By now, all YouTube users around the world received an email from the popular video-sharing platform that it will be changing its terms of services. These terms will take effect from June 1, 2021.
Most times, we look at emails like these and do not take much notice. YouTube has assured that it will not “significantly alter your access or use of the YouTube service”. But what do these changes entail and how does it affect you?
Let’s go over each summary in the email.
Facial recognition restrictions
“Facial recognition restrictions: The terms of service already state that you cannot collect any information that might identify a person without their permission. While this has always included facial recognition information, the new terms make that explicitly clear,” said YouTube in the email.
YouTube’s terms of service prohibits the collection of any data that might identify a person without their permission.
According to YouTube, this has always been part of its policies, but the changes include updated language that explicitly calls out the use of facial recognition software aimed to collect personal data on users. It is believed that it is in response to commercialised services which have recently been using access to ad-based “free” sites to gain images or information for their own platforms.
YouTube’s right to content monetisation
“YouTube’s right to monetise: YouTube has the right to monetise all content on the platform, and ads may appear on videos from channels not in the YouTube Partner Programme.”
This means that YouTube now has the right to monetise any and all content on its platform, even the content that does not belong to the YouTube Partner Programme (YPP). The YPP is a programme where creators can copyright and make money from their original content.
Most internet users’ biggest peeve is annoying ads. With this update, YouTube will have the right to run ads on videos from providers or in channels that are too small to qualify for their partner programme.

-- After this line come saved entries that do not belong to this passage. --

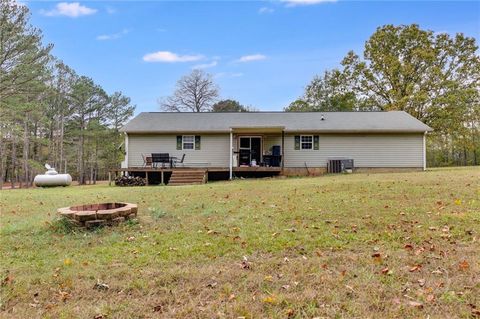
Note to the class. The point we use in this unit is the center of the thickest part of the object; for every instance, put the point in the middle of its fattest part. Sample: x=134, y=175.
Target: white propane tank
x=51, y=178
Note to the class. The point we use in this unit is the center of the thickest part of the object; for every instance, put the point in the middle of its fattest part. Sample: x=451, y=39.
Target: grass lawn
x=379, y=245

Simply put, the full benefit of the ad sale goes to YouTube. YouTube gets the full benefit of the ad sale until the channel or content creator reaches the level to qualify for paid partner status. Once the channel or content creator reaches this level, on then can they receive a share. YouTube can also place ads on original content without giving the content creator a cut of the revenue.
New revenue taxation policies
“Royalty payments and tax withholding: For creators entitled to revenue payments, such payments will be treated as royalties from a US tax perspective, and Google will withhold taxes where required by law.“
Under the new terms of service, YouTube payments to creators who are entitled to revenue will now be considered royalties. For US channels and content creators, this means that they must comply with US tax law. Google will start to withhold taxes from these payments as is legally required.
“US creators will generally be unaffected by these withholding taxes as long as they provide valid tax documentation in Adsense,” the company said in a statement published in November.
However, creators outside of the US will be subject to the laws of their respective countries.